Video: In a skit vilifying Christianity, a Party secretary says: “Can Christianity really cure people? Can it help you alleviate poverty and become rich?”
“There is a scene in the skit showing a cross being taken down; it’s painful for religious people,” a Christian who watched the performance said. “The government wants us to abandon our faith, makes us believe in the Communist Party only.”
Cracking down on religious activities in rural areas was designated as one of the primary tasks for local authorities in the CCP’s so-called No. 1 Central Document issued in 2018, entitled Opinions on the Implementation of the Strategy of Rural Vitalization. Since then, the CCP has adopted a series of documents targeting religions in villages and communities as one of the primary threats to the stability of the regime.
Article 15 of the Regulations on the Work in Rural Areas Conducted by the Chinese Communist Party that came into force on August 19, 2019, calls to “resolutely ban all forms of illegal religious propagation activities and consolidate the power at rural grass-roots levels.”
According to the document entitled Dealing with the Serious Problems of the Religious Situation, issued by a county government in the central province of Henan in early 2019, “religion is vying against the Party in every field for ideological territory and people’s hearts,” which has become a problem that the government needs to resolve urgently. To halt “the spread of Christianity through vast rural areas,” the document mandates to “organize various cultural activities; extensively launch ‘Happy Sundays,’ events promoting culture, science and technology, and health in rural areas, and other activities; organize cultural events during religious holidays and on Sundays to eliminate the influence of religion.”
While boycotting religion, authorities have been ramping up their efforts to promote the Party’s policies and President Xi Jinping’s leadership, to assert their unshakable position in rural areas. During a performance in Poyang’s Lefeng town, an anchor sang on stage: “Roll up your sleeves and work hard. Keep moving to challenge the world. China is getting greater and stronger. We are not afraid to sweat and shed blood. Follow Uncle Xi and just work hard.”

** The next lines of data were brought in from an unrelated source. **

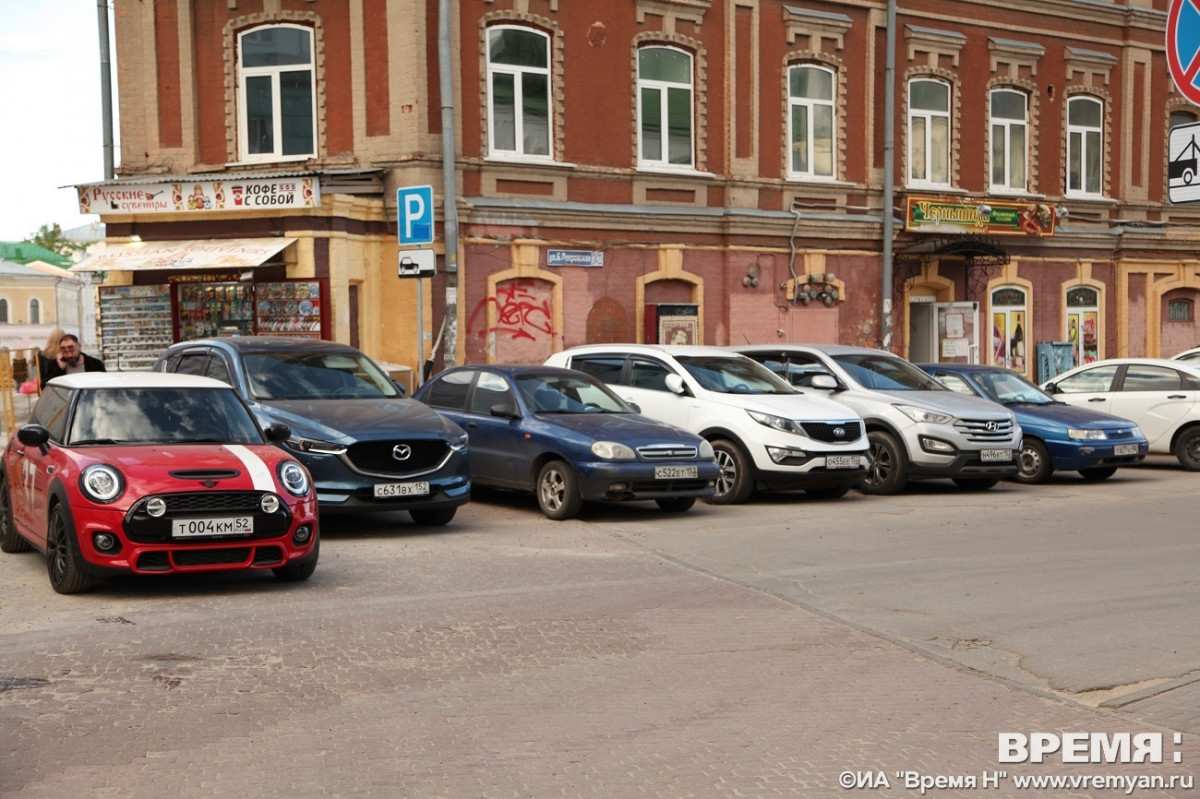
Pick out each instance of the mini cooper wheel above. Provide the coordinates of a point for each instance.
(10, 539)
(886, 466)
(61, 562)
(676, 504)
(558, 493)
(432, 516)
(1033, 462)
(733, 480)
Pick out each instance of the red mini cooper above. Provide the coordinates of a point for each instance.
(150, 474)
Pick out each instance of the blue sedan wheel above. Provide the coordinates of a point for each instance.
(558, 492)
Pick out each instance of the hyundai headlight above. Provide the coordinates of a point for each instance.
(777, 422)
(101, 482)
(927, 416)
(613, 451)
(294, 478)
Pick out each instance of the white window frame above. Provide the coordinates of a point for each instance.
(273, 72)
(809, 106)
(661, 88)
(517, 74)
(1083, 149)
(929, 116)
(1003, 128)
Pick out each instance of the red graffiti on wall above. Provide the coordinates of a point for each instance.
(519, 312)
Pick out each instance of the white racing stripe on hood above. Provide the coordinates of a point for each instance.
(258, 470)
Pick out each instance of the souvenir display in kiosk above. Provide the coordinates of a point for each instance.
(291, 307)
(135, 325)
(215, 310)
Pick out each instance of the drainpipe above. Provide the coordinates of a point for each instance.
(889, 92)
(449, 186)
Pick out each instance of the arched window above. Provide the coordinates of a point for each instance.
(277, 97)
(1009, 138)
(1084, 323)
(664, 107)
(929, 132)
(1085, 145)
(810, 121)
(519, 91)
(1009, 328)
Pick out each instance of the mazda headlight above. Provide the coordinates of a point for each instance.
(294, 478)
(101, 482)
(613, 451)
(927, 416)
(316, 446)
(777, 422)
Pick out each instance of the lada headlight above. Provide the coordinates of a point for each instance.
(927, 416)
(101, 482)
(777, 422)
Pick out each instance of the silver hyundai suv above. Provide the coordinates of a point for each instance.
(917, 427)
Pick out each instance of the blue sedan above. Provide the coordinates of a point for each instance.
(564, 436)
(1057, 436)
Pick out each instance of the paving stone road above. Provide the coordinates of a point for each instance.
(502, 656)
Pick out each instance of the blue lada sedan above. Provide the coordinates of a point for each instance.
(1057, 437)
(564, 436)
(366, 445)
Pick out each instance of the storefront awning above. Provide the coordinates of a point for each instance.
(213, 253)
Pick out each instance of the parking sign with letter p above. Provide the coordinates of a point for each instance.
(414, 206)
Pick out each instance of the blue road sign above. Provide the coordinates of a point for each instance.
(414, 206)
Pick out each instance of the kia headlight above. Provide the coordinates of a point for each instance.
(294, 478)
(922, 415)
(613, 451)
(101, 482)
(777, 422)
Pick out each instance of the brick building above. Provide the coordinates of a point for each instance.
(706, 169)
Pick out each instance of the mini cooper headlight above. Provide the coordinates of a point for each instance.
(294, 478)
(101, 482)
(613, 451)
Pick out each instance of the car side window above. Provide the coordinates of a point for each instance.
(605, 368)
(1090, 380)
(491, 390)
(646, 373)
(51, 412)
(1144, 377)
(450, 390)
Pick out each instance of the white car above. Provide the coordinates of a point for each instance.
(1162, 395)
(763, 431)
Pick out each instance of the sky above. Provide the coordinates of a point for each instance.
(51, 133)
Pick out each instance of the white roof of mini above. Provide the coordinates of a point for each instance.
(137, 380)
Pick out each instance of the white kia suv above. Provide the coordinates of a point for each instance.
(765, 432)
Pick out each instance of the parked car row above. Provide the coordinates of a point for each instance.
(221, 457)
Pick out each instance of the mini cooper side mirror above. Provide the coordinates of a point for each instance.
(277, 432)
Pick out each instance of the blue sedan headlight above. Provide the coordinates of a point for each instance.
(613, 451)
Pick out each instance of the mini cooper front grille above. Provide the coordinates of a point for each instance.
(827, 432)
(667, 452)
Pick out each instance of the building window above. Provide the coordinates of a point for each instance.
(929, 132)
(1008, 328)
(519, 92)
(664, 107)
(1085, 145)
(1179, 311)
(1084, 323)
(1009, 148)
(810, 121)
(277, 113)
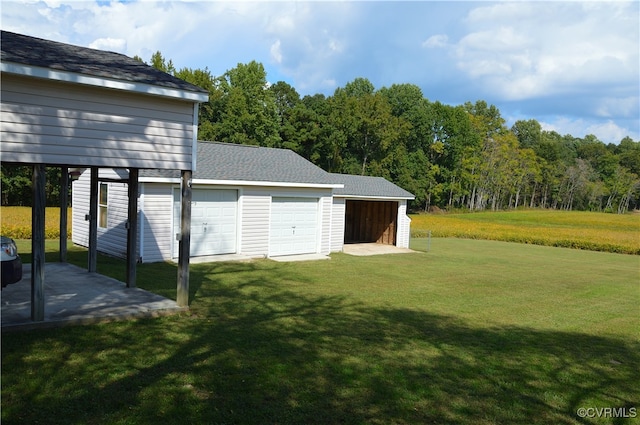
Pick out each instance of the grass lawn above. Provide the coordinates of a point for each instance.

Video: An anchor sings, “Follow Uncle Xi and just work hard.”
Using realities from people’s daily lives has long been used by the CCP to incite the masses to shun the Party’s “enemies” and indoctrinate them with its policies. During the Cultural Revolution, the opera “White-Haired Girl,” created in 1945 to raise people’s revolutionary spirits and incite their hatred toward landowners, was one of Mao Zedong’s personal favorites. Thanks to it, even today, the word “landlord” arises feelings of disgust among many elderly Chinese.